A year of experiments in Digital Humanities

Academic Year 2019-2020 was an auspicious year to begin experimenting in Digital Humanities in the classroom. I began in an effort to keep up to date with technologies that I could use as a supplement. I ended the year clinging to DH technologies that suddenly became essential as the Covid pandemic closed campuses across the country. When I began the year, I wanted to learn to use DH technologies for mapping (Recogito), annotating (Perusall), and audio/video recording (Techsmith Relay, now known as Techsmith Knowmia). 

I assumed that the big project would be use of mapping (Recogito) in my Survey of American Literature course, where students were reading Moby Dick (among other things). I had hoped to show the global interest of the book and therefor the international reach and foundations of American literature. Ironically, of all the things I tried, this was the one that I could not get to work at all and so I never really used it at all.  However, I did use Perusall, Techsmith, and other applications I had not planned on (blogging and and discussion forums, for instance). And these turned out to be the most effective. 

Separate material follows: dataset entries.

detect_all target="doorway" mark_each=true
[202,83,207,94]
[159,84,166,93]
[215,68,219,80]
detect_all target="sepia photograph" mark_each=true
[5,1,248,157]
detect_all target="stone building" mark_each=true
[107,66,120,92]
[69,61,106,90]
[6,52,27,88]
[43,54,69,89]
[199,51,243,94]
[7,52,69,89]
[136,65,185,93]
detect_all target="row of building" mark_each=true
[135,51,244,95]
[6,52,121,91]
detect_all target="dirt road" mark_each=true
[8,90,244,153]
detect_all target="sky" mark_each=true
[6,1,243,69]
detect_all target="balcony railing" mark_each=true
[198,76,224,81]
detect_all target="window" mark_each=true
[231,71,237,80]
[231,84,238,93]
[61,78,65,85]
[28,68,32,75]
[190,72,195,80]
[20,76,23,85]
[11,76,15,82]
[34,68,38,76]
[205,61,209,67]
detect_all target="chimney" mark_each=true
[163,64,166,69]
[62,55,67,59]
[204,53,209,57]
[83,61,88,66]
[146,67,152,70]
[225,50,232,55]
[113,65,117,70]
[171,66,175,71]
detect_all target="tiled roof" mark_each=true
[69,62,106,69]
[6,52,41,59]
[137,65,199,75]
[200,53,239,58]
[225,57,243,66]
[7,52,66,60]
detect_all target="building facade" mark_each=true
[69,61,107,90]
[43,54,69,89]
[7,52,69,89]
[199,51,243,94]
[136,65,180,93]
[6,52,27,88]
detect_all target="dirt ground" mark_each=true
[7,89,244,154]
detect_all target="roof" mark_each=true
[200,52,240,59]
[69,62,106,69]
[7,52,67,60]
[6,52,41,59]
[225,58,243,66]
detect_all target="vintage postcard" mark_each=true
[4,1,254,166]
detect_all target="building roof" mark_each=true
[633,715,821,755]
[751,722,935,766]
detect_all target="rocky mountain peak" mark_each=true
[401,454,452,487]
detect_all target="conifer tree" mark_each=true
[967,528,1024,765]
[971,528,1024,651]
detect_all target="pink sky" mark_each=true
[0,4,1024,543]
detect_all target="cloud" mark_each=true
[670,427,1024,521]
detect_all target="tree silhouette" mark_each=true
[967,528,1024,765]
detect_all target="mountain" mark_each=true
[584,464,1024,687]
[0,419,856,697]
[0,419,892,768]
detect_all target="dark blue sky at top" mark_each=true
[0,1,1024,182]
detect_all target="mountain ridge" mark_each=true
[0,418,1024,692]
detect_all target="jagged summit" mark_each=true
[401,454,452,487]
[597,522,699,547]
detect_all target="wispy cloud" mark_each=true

I learned the lesson that everyone tried to teach us as we began: do less and do it better rather than do more and do it worse. So it’s all for the best that I did not manage to get the mapping done. I used Perusall in all my courses and learned quickly that selected use of Perusall was much more effective than asking students to routinely use the platform. In fact, the single most effective use was using Perusall with readings of graphic novels, as it forced students to comment on images as well as text. The most successful use was with excerpts students read from R. Crumb’s Book of Genesis. After reading the comic strip, they also “read” canonical artistic renderings of the Genesis story they looked for on ArtStor, a visual arts database they have access to.

Once the pandemic closed the college in March, the most useful tool ended up being one I had not trained on at all: Techsmith which allowed for “quizzing” students’ reading. Actually, these “quizzes” served most usefully as “attendance.” In Spring 2020, “taking attendance” expanded—no longer meaning students were “in class” at class time, but that they did their work before the next class. As some students could not access our video classes at the assigned time, knowing they were checking in between class meetings was not just a way to see who was doing the work, but if anyone was in need of encouragement or other help. 


I was able to reach out to more than one student who stopped doing the work due to family or health issues. And that allowed me to connect them to services that could offer at least a little help. Also, Techsmith allows the user to get comfortable making videos and recording audio. After the semester ended, my colleagues and I made a “wevideo” movie (another DH application) to say goodbye to graduates whom we could not see off at commencement. Techsmith, more than any other tool, emerged as a useful, multi-application tool. Whether teaching at a distance or face to face, Techsmith seems a very useful and versatile way to quiz and to instruct. Below are three slides from a Techsmith from my Graphic Novel course, where students were reading Watchmen:

An unexpected use of DH methods happened because of the pandemic, rather than in spite of it. In my Graphic Novel course, students read Marjane Sartrapi’s Chicken with Plums, about an Iranian tar player. As it happens, a friend plays traditional Iranian drums in Portland, OR. I invited him and his musical partner to perform for the students via webex video links. The guests loaded music to YouTube and also performed live for the class (YouTube helped, as webex was not ideal for them to play “together” from two different homes in Portland). 

Had we not been forced into the situation, I do not know if I would have invited him via video. Now, I have to reconsider what it means to have a “guest” come to class. Below is a screenshot of the class listening to the music:

Recogito is not the only project that did not work out for me. I had hoped to have students in my Graphic Novel course record their group oral presentations as audio podcasts, to be posted on our learning management system page (Moodle). With the Covid shutdown, I could not do that in the Graphic Novel course. 

I did have students submit PowerPoint presentations instead of a paper for one assignment on visual composition; that worked well. Students in my Humanities class took it on themselves to record their group presentations via Techsmith, using audio, video, still images and text. This was a real success to be replicated. Other students responded via forums to the presentations, offering a virtual roundtable on their presentations. 

I look forward to revisiting Techsmith and Peruall, to operationalizing a podcast presentation, and adding VidoAnt annotation tools to my courses in the fall. Thank you for the support!